Tom Jackson
Portland, Oregon
November 22, 2009
I have often wondered about the parable of the loaves and fishes (Mark 6:30-44) in which Jesus and his disciples feed five thousand with just five loaves of bread and only two fishes. I believe that it may be a tale told by an economist, at least an economist at heart, and a very smart one. Overlooking for the moment the very meager number of loaves and fishes and the fulsome multitude in the story related in the Gospel of Mark, isn't it true that when we exchange one thing we value less for another that we value more, in the right spirit of course, we nearly always feel more satisfied?
What I believe happened long ago was that the five thousand realized that they were being selfish, and that, encouraged by Jesus, they opened to each other and shared what they had been sheltering in the belief that no one else would would be willing to do so. An apparent shortage was a potential abundance, and it became reality through exchange with one another.
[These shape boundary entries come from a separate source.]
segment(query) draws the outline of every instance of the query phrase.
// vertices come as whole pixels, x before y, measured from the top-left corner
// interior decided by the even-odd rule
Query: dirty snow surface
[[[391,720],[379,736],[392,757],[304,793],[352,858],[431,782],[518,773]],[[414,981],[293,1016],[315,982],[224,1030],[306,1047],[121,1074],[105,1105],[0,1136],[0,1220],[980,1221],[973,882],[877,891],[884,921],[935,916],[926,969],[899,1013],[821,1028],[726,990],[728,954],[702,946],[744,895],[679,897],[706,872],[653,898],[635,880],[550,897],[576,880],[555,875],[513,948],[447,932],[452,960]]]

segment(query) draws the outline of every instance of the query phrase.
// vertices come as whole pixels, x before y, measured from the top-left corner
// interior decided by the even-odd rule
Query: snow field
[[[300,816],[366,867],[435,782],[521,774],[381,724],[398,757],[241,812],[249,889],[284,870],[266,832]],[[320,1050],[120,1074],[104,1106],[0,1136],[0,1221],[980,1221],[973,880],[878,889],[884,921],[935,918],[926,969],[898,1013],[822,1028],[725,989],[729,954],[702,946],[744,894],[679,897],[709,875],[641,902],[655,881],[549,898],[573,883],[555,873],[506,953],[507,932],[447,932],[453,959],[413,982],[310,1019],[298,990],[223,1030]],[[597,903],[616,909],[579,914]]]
What does it mean, really, to love one another? Perhaps it means to conduct our exchanges with each other in the right spirit. And what would that be? (This might fly in the face of Jesus' violent reaction to money lenders in the Temple in Jerusalem, except for the fact that the money lenders were set up within the Temple compound.)
Respect for people, naturally. "Love thy neighbor as thyself." Well, that goes beyond respect for people, doesn't it, because it includes respect for yourself. It also means that you understand that your neighbor is just as limited as you are. Or, as the Buddha put it earlier, "Everyone suffers." My point is only amplified.
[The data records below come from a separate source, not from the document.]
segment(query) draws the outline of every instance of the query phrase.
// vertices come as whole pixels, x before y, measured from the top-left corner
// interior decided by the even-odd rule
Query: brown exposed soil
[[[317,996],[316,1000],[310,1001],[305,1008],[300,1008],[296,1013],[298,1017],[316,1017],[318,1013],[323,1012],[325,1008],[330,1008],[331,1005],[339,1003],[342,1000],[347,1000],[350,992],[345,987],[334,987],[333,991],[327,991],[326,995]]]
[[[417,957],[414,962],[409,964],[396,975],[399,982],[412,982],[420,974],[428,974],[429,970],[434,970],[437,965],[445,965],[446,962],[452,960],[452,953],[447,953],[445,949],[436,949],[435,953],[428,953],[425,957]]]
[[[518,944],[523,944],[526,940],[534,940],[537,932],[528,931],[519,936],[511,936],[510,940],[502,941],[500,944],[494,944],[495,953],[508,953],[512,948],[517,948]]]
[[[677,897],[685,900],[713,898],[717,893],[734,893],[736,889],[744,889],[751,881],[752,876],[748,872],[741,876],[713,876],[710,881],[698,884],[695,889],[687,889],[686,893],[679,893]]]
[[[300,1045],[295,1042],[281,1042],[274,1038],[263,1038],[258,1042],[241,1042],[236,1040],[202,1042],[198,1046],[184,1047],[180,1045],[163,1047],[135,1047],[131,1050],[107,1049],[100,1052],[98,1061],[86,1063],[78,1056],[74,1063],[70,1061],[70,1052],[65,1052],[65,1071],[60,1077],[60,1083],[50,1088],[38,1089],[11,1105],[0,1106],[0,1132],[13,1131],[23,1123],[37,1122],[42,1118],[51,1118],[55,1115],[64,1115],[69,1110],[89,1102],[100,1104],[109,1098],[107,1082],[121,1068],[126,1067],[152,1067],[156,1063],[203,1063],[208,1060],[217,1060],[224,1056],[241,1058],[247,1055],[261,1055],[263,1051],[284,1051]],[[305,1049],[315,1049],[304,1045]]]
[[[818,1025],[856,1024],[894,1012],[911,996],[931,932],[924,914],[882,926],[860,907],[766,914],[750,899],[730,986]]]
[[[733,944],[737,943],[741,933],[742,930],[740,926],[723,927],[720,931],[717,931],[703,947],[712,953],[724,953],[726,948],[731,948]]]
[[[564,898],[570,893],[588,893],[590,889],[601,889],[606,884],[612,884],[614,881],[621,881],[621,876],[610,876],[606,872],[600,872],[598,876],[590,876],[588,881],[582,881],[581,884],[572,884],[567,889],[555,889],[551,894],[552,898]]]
So how is the Gospel of Mark related to hoshin kanri? In hoshin kanri there may be a replicable methodology to achieve something like the miracle of the loaves and the fishes. As James Womack recently pointed out at Italy's first Lean Summit, held in Vicenza (home of Renaissance architect Palladio), the hoshin process is about surfacing and resolving conflicts regarding the allocation of (scarce) resources.
Much of the miracle of hoshin kanri is achieved by individuals' relinquishing pet projects that skew the allocation of resouces in ways that disadvantage the community. The more time we spend solving shared problems instead of our own, the better off we are collectively.
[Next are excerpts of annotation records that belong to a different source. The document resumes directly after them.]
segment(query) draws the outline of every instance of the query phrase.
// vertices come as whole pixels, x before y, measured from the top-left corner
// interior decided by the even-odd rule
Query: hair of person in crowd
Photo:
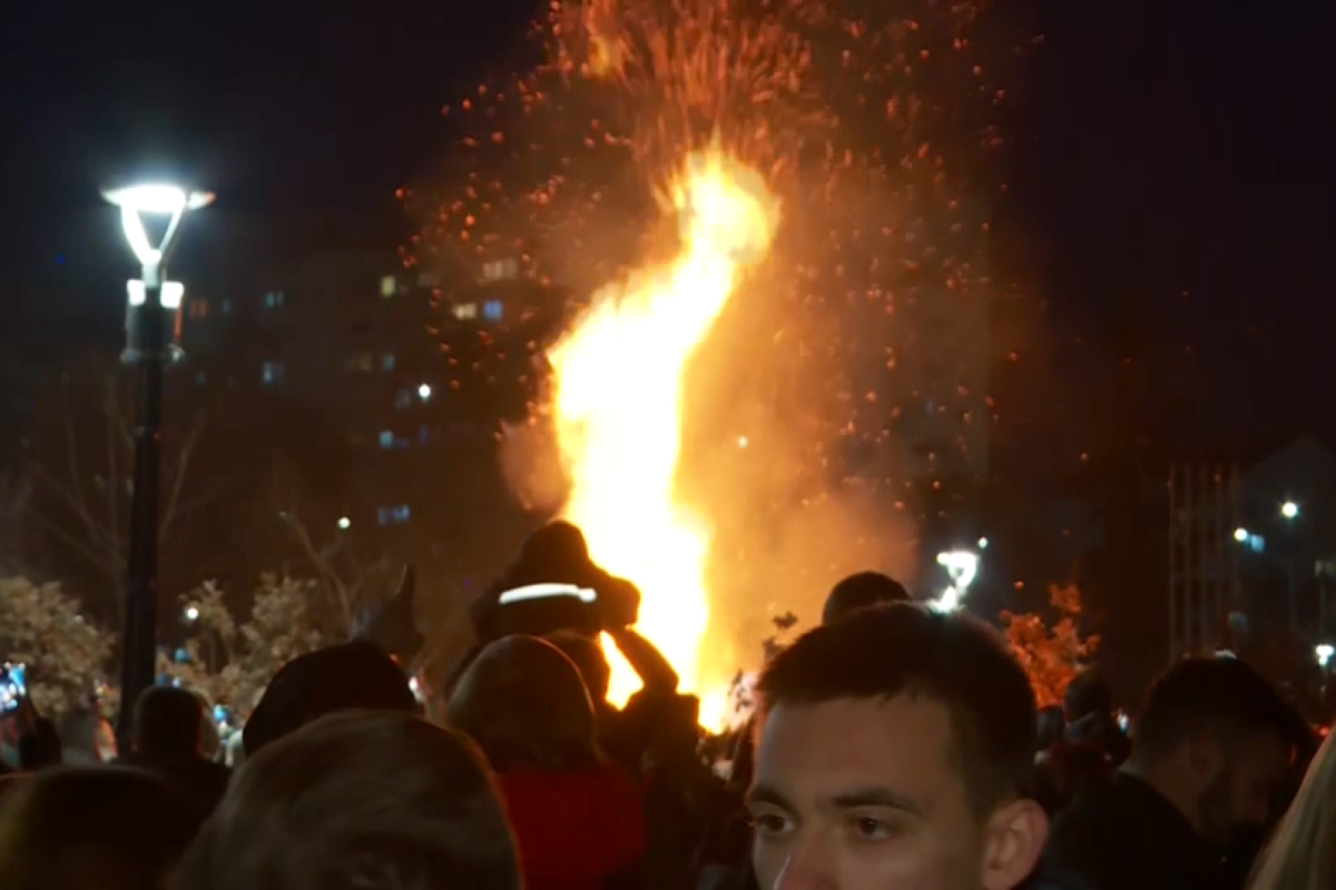
[[[1047,834],[1034,693],[987,626],[870,608],[776,655],[758,701],[762,886],[1010,890],[1033,871]]]
[[[822,608],[822,623],[830,624],[862,608],[907,602],[911,602],[910,592],[900,582],[879,571],[860,571],[831,588]]]
[[[1078,673],[1062,690],[1062,714],[1067,723],[1075,723],[1092,714],[1108,714],[1112,710],[1113,690],[1093,667]]]
[[[1336,751],[1332,733],[1317,750],[1289,810],[1257,858],[1249,890],[1336,886]]]
[[[574,662],[537,636],[489,644],[460,678],[446,722],[478,743],[492,767],[595,766],[593,703]]]
[[[608,656],[603,654],[599,640],[591,639],[573,630],[558,630],[544,636],[549,643],[574,662],[584,678],[589,698],[601,702],[608,698],[608,683],[612,681],[612,669],[608,666]]]
[[[19,737],[19,769],[36,773],[61,763],[60,733],[51,718],[39,717]]]
[[[345,711],[266,745],[182,862],[179,890],[520,890],[494,778],[460,733]]]
[[[135,754],[155,762],[202,757],[203,713],[195,693],[175,686],[150,686],[135,702]]]
[[[1185,658],[1152,683],[1124,770],[1204,837],[1226,842],[1267,822],[1295,753],[1292,709],[1234,658]]]
[[[123,767],[20,779],[0,810],[7,890],[166,887],[200,814],[164,781]]]
[[[314,719],[350,710],[418,710],[407,675],[367,640],[326,646],[283,664],[242,729],[246,757]]]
Actually, it turns out that we may be a lot better off. When we work together to solve a common problem such as "not enough to eat," there is a kind of speedup in the problem solving akin to the speedup related to parallel processing in computer science. Each of us is, after all, a kind of information processor not unlike a computer chip, however slow. According to Amdahl's law, the law that explains how fast parallel computers can go, to the extent we can "parallelize," or in other words decentralize, information processing we can expect to speed up information processing but 5, 10, 20 times, even more. Something like this happens in organizations when we decentralize problem solving by involving more and more people in the job--assuming of course that we do it with respect. So, what may seem like an intractable problem may literally disappear in a relative flash when a large number of people focus on it appropriately.
So, in the case of hoshin kanri, what does "respect" mean exactly? Well, it means that we recognize that everyone has something of value to contribute, be it a loaf, a fish, a vital piece of information, or a bright idea. It also means that we recognize each other's limitations and not ask too much of each other. In information processing terms, this means that we factor the problem appropriately by breaking it down into something each of us can deal with. Respect also means that we do our best to communicate clearly with one another and that we synchronize our activities. The original miracle of the loaves and fishes did not take place over the course of several days--the fish would have spoiled. The miracle of the loaves and fishes happened, as it were, instantaneously, through a process of mutual discovery.